Tytuł oryginalny : The Dream Thieves
Autor : Maggie Stifvater
Cykl : The Raven Cycle
Tom : 2
Wydawnictwo : Uroboros
Data wydania : 18.03.2015
Liczba stron : 479
Egzemplarz : recenzencki
"Jeśli moglibyście kraść przedmioty ze swoich snów, co byście zabrali?
Ronan Lynch ma sekret. Sekret, który ukrywa przed innymi, a czasem nawet przed samym sobą. Ronan potrafi kraść przedmioty ze snów. Nie jest jedyną osobą, która ich pragnie. "
Jak wiecie, niedawno pisałam wam moją recenzję na temat pierwszego tomu cyklu. Król kruków stał się moja jedną z ulubionych książek. Polubiłam bohaterów i jeszcze chętniej sięgnęłam po Złodzieje snów. Teraz czekam aż, będę mogła przeczytać kolejny tom, gdyż już nie mogę się doczekać.
Miecz nie jest zabójcą, jest jedynie narzędziem w dłoni zabójcy.
Przyjaciele dalej szukają potężnego króla Glendowera. Jednak i tym razem nic nie przychodzi im z łatwością. Ronan skrywa sekret, którego nie może wyjawić. Może bowiem kraść przedmioty ze snów. Nie jest on jednak jedyny, gdyż ludzi z takimi zdolnościami jest więcej. Jednym z nich był ojciec Ronana, który przez swój dar został zamordowany. Jednak to nie jeden problem przyjaciół. Kolejne osoby, chcą za wszelką cenę im przeszkodzić i wprowadzić chaos.

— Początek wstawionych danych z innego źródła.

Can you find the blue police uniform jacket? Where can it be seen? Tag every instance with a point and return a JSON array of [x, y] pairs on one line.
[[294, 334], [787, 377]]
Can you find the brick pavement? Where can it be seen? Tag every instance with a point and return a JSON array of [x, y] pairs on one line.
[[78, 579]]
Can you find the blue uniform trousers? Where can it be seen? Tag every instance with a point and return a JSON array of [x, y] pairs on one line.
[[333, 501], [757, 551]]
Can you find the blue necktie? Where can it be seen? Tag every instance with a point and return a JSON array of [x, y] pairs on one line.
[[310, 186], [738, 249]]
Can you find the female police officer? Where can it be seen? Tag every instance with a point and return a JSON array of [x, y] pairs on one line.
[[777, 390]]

Tajemnica to dziwna rzecz. [...] W życiu każdego z nas są tajemnice. Albo ich dochowujemy albo ktoś dochowuje ich przed nami. Posługujemy się nimi albo ktoś posługuje się nimi przeciwko nam. Tajemnice i karaluchy - oto co pozostanie, gdy wszystko się już skończy.

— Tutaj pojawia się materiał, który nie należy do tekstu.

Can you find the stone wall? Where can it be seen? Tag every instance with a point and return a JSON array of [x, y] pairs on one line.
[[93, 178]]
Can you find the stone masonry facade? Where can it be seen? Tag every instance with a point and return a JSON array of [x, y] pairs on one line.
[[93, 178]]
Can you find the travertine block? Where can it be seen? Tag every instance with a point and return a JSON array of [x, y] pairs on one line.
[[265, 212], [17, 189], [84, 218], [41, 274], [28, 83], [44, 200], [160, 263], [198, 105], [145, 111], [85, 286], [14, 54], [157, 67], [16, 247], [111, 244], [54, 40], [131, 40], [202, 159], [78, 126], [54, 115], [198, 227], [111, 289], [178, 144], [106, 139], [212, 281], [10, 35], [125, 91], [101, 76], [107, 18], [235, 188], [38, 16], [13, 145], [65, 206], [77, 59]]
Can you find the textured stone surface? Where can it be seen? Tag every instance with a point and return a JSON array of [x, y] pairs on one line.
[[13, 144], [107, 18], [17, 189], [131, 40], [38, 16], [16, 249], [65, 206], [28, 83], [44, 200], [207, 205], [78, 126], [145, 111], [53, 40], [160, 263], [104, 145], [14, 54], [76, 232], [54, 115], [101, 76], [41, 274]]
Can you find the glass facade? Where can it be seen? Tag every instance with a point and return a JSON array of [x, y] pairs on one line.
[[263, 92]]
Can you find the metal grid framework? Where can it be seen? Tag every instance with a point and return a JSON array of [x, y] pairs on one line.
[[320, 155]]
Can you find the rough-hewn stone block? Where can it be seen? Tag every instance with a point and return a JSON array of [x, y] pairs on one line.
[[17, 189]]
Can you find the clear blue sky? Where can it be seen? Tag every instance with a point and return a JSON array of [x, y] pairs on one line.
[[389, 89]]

„Złodzieje snów „to dobrą kontynuacją serii, ale jednak gorsza od poprzedniej. Na pewno jest to seria wyjątkowa i ma w sobie coś, co ją wyróżnia. Jednak ja czytałam ją znacznie dłużej niż przeważnie. Uważam jednak, że bohaterowie, jak i samą fabułą są dobrze wykreowane i przedstawione w sposób naprawdę dobry. Jeśli nie znacie, tego cyklu to nadróbcie szybko zaległości. Ja czekam już na kolejny tom mam nadzieje, że będzie lepszy niż Złodzieje snów.
Ha! Adam porozumiewa się z drzewami, Noah wciąż odtwarza swoją śmierć, zaś Ronan rozwala, a później tworzy mi nowe samochody. Co nowego u ciebie? Pewnie coś strasznego?